Al pratend met jongeren over mediagebruik voel je je dan ineens ‘oud’. Tegenwoordig hoor je twintigers en dertigers al dingen zeggen als: “Vroeger speelden we tenminste nog gewoon buiten en bouwden we hutten, tegenwoordig zitten die kinderen alleen nog maar achter een scherm”.
Deze verschillen in opvatting maken dat het soms lastig communiceren is met jongeren wiens beleving en sociale omgeving voor een groot gedeelte digitaal ingevuld wordt. Om deze reden is het belangrijk om als volwassene te allen tijde bewust te zijn van de ontwikkelingstaken die een adolescent heeft en deze voor ogen te houden. Want, zoals Valkenburg (2014) zegt, er is uiteindelijk tot op heden geen bewijs gevonden dat mediagebruik slecht is voor een kind of jongere, maar uit onderzoek blijkt wel dat media die niet past bij het ontwikkelingsniveau een slechte invloed kan hebben.
Dit hoofdstuk gaat verder in op de ontwikkelingstaken van een adolescent en hoe deze van invloed zijn op media en visa versa. Daarnaast komen verder de onderwerpen 'mogelijkheden en moeilijkheden voor ASS'ers' aan bod. Deze onderwerpen zijn allen in het licht van de ontwikkelingsfase van de adolescent geschreven, met het oog op de doelgroep ‘jongeren tussen de 12 en 18 jaar’. Voor jongeren met ASS zijn geregeld extra stukjes toegevoegd.
Wat spreekt jongeren aan op het gebied van media?
In het boek ‘Schermgaande jeugd’ omschrijft Valkenburg (2014) een aantal cognitieve en sociaal-emotionele kenmerken die passen bij de jonge adolescent en de gevolgen hiervan voor hun beoordeling van en voorkeur voor entertainment en media.
Cognitieve ontwikkeling
Media-inhoud moet het liefst gematigd afwijken van de cognitieve vaardigheden
Snelheid en afwisseling is de standaard
Door de hoge sociale intelligentie van de jeugd, is er meer behoefte aan geloofwaardige en complexe karakters
Behoefte aan taboedoorbrekende, complexe vormen van humor
Behoefte aan entertainment die tegemoet komt aan hun behoefte om grenzen te testen.

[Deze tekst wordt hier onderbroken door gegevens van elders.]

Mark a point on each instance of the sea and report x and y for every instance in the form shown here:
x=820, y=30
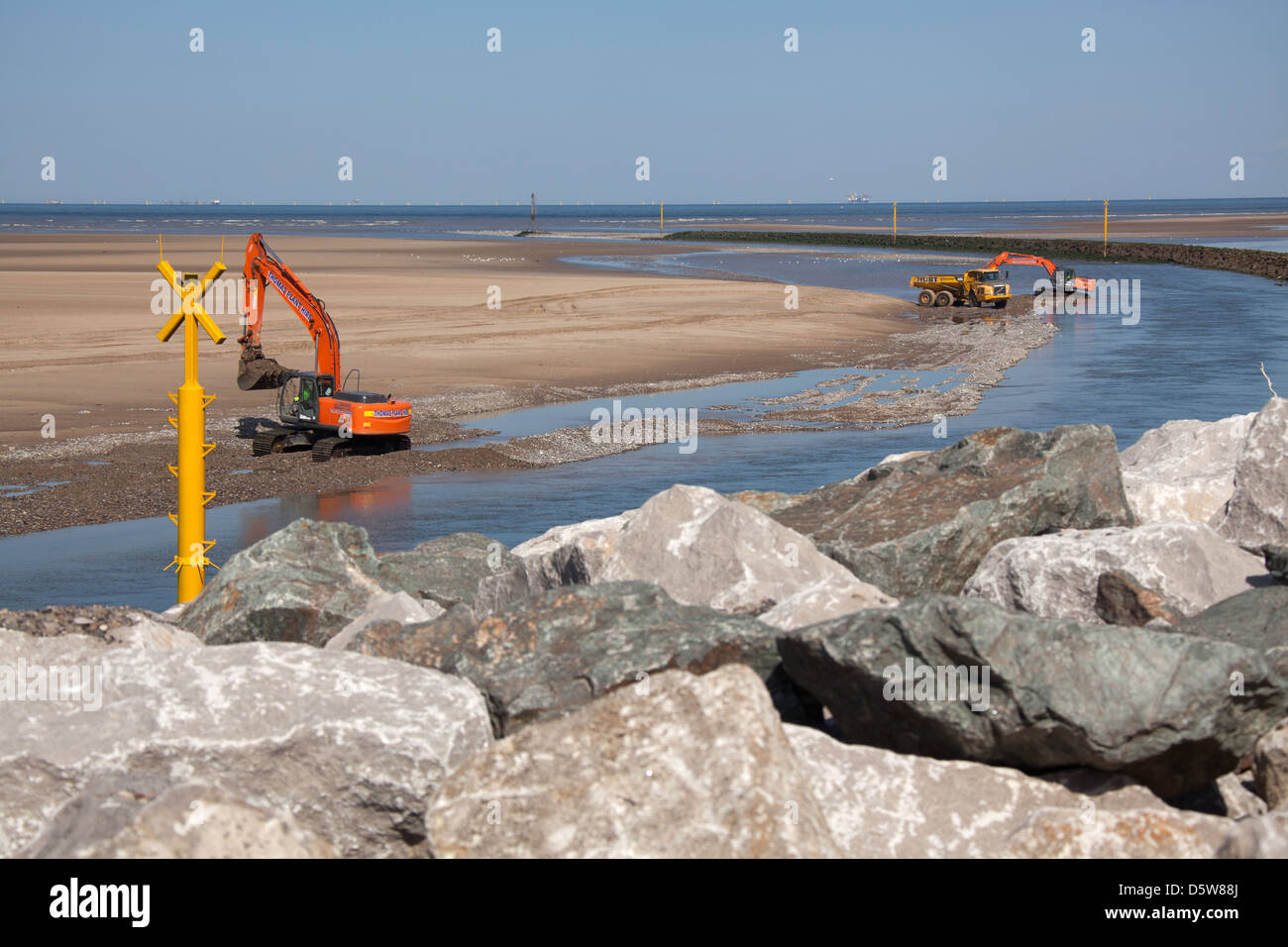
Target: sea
x=1196, y=350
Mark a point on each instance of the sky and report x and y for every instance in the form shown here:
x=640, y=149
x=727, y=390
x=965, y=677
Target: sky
x=704, y=90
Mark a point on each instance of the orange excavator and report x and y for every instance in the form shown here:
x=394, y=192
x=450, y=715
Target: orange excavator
x=1061, y=279
x=313, y=414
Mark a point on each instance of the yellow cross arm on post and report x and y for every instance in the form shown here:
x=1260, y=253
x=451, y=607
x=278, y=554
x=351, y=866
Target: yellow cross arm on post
x=191, y=303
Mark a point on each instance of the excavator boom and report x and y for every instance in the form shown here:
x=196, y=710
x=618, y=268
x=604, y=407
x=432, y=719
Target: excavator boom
x=1070, y=282
x=314, y=412
x=263, y=268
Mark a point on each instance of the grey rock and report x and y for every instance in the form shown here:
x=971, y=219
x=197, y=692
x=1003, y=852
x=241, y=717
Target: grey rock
x=395, y=607
x=1256, y=618
x=18, y=650
x=884, y=804
x=550, y=654
x=463, y=569
x=1056, y=577
x=1257, y=510
x=1132, y=834
x=707, y=551
x=348, y=745
x=925, y=523
x=150, y=633
x=1265, y=836
x=1276, y=561
x=1124, y=599
x=1154, y=705
x=1270, y=767
x=1237, y=797
x=114, y=819
x=303, y=583
x=571, y=554
x=696, y=768
x=1184, y=471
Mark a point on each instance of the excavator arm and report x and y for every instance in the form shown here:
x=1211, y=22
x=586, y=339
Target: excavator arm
x=1077, y=283
x=266, y=268
x=1020, y=261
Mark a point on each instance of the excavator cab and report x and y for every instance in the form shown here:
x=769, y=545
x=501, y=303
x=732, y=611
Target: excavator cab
x=299, y=399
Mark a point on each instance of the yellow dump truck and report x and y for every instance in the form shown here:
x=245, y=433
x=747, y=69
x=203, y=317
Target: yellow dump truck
x=975, y=287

Wat zijn de cognitieve uitdagingen voor jongeren met ASS?
De balans vinden tussen 'gematigd afwijkend' (behoefte) en 'passend bij ontwikkelingsniveau' (eis)
Overprikkeling door hoge snelheid en afwisseling (mediawijzer.net, 2015)

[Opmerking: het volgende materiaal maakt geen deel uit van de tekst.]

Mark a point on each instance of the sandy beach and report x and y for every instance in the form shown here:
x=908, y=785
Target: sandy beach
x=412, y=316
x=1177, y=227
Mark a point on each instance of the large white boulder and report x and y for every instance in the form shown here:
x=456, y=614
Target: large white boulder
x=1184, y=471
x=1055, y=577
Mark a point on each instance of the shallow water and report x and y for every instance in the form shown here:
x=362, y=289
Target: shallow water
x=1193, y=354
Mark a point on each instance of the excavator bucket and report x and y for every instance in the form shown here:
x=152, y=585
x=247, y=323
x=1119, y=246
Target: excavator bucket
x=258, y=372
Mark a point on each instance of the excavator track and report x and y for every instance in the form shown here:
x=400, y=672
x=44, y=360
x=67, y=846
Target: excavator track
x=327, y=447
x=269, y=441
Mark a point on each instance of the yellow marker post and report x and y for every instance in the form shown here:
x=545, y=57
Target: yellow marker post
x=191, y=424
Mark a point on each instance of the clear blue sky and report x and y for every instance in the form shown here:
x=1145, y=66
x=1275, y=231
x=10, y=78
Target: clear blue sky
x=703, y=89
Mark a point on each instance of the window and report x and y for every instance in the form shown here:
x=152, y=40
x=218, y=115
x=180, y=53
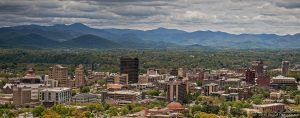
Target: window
x=49, y=96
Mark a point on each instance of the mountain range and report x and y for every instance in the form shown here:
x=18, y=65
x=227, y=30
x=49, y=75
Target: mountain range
x=81, y=36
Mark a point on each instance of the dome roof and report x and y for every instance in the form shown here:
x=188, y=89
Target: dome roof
x=175, y=106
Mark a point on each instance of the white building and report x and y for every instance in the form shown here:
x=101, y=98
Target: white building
x=59, y=95
x=34, y=89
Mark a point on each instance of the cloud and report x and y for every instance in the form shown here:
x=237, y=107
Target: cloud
x=234, y=16
x=289, y=4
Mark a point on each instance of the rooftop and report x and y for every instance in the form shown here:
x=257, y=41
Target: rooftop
x=84, y=96
x=56, y=89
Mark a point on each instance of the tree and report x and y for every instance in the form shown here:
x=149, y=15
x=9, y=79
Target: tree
x=297, y=99
x=112, y=111
x=137, y=109
x=50, y=114
x=85, y=89
x=154, y=92
x=38, y=111
x=199, y=83
x=124, y=111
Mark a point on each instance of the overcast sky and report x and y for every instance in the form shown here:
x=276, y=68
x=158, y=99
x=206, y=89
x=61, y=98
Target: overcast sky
x=233, y=16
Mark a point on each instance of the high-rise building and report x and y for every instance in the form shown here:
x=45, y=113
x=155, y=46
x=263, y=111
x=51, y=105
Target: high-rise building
x=57, y=95
x=181, y=72
x=21, y=96
x=250, y=76
x=79, y=76
x=209, y=88
x=130, y=66
x=177, y=90
x=258, y=66
x=117, y=79
x=285, y=68
x=59, y=73
x=174, y=72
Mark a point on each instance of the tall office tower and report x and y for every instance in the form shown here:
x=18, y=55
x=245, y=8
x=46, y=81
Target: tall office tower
x=60, y=74
x=258, y=66
x=79, y=76
x=21, y=96
x=174, y=72
x=181, y=72
x=177, y=90
x=285, y=68
x=250, y=76
x=130, y=66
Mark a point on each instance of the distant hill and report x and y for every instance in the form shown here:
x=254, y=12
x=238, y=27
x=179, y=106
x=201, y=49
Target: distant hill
x=28, y=41
x=90, y=41
x=81, y=36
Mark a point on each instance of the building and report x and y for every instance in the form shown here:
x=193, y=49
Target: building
x=285, y=68
x=117, y=79
x=209, y=88
x=275, y=107
x=21, y=96
x=59, y=73
x=79, y=76
x=143, y=79
x=262, y=80
x=230, y=82
x=243, y=93
x=280, y=82
x=57, y=95
x=172, y=110
x=34, y=89
x=181, y=72
x=250, y=76
x=258, y=66
x=177, y=90
x=84, y=97
x=125, y=96
x=130, y=66
x=174, y=72
x=152, y=71
x=31, y=78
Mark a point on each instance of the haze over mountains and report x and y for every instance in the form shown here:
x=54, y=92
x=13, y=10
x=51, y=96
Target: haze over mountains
x=81, y=36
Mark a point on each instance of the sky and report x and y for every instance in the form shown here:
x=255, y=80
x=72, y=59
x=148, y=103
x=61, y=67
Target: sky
x=232, y=16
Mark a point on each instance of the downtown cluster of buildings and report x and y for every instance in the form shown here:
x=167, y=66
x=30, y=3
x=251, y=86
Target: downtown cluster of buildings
x=129, y=86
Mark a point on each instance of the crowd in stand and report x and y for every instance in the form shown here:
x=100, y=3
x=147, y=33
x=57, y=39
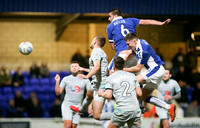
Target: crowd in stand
x=20, y=98
x=44, y=103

Moeite met het begrijpen van fictie (Stichting Lezen, 2012)
Ongevoeligheid voor nuances en non-verbale signalen in humor (Kennislink, 2009)

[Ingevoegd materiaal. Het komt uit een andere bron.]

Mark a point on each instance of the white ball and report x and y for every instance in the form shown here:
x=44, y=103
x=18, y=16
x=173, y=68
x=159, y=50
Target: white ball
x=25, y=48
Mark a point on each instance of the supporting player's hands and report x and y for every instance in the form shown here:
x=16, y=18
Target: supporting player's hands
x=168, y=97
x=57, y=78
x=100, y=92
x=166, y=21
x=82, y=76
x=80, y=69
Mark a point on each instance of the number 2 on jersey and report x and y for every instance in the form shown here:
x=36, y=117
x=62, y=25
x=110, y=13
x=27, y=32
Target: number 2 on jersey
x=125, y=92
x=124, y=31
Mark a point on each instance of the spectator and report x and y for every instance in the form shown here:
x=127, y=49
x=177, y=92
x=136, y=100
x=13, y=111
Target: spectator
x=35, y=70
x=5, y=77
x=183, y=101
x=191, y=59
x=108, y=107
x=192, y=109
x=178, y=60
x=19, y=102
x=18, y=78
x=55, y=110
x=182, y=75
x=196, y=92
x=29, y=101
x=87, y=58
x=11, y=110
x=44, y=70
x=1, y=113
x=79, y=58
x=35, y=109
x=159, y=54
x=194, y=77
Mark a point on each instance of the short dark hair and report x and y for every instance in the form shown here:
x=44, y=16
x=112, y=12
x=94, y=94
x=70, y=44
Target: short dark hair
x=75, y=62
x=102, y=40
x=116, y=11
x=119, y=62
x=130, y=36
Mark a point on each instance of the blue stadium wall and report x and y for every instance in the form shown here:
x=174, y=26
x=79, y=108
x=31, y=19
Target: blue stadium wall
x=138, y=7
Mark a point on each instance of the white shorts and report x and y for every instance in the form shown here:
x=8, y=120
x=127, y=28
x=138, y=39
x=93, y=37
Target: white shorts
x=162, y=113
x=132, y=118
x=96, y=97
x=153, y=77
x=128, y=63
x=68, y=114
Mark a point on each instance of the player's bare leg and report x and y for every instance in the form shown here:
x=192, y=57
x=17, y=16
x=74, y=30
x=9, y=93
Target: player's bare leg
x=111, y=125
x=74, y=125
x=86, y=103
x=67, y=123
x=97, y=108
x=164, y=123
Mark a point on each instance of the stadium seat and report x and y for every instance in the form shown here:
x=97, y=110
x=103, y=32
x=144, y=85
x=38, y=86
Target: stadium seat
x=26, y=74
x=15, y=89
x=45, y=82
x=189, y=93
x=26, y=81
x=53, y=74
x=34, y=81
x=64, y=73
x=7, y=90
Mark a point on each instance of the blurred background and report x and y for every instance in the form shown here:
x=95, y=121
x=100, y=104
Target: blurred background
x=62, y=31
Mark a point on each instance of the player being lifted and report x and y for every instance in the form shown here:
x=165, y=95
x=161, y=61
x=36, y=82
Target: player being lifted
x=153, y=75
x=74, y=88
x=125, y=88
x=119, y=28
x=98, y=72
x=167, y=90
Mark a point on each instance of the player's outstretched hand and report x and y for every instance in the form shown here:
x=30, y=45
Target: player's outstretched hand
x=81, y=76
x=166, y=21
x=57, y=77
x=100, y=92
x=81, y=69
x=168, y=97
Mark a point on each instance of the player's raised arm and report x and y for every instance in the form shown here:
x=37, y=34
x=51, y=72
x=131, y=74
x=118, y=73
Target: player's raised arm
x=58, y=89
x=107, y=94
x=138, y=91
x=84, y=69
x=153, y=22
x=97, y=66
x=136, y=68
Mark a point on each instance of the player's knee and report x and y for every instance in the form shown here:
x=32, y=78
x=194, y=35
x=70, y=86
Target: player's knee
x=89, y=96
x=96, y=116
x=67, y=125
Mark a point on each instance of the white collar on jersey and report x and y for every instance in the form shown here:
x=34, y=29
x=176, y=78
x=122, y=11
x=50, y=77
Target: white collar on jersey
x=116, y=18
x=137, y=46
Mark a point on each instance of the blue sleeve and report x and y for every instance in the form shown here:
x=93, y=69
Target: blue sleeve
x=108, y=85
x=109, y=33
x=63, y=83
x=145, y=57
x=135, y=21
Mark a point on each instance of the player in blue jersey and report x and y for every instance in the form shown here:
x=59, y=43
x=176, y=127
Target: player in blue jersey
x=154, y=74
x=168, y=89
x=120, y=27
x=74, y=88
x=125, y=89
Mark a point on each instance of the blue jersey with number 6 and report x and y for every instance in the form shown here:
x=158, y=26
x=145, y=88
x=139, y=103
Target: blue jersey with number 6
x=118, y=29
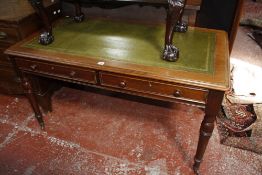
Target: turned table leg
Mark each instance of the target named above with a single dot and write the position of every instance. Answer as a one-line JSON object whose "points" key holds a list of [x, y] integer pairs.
{"points": [[32, 99], [46, 36], [173, 23], [79, 16], [214, 101]]}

Moeite met oorzaak-gevolg verbanden en inschatten van grenzen (van Lieshout, 2009)
Er zit een verschil tussen Social Media en sociaalnetwerksites. Zoals de benaming al doet vermoeden gaat Social Media over het bredere scala aan mogelijkheden die er zijn om online contact te maken/onderhouden. Sociaalnetwerksites zijn volgens Walrave en van Ouytsel (2014) te herkennen op drie punten. Ze moeten…
... een uniek identificeerbaar profiel hebben.
... publiekelijk connecties zichtbaar kunnen maken.
... de content de een gebruiker op de site zet, kan door contacten gebruikt worden.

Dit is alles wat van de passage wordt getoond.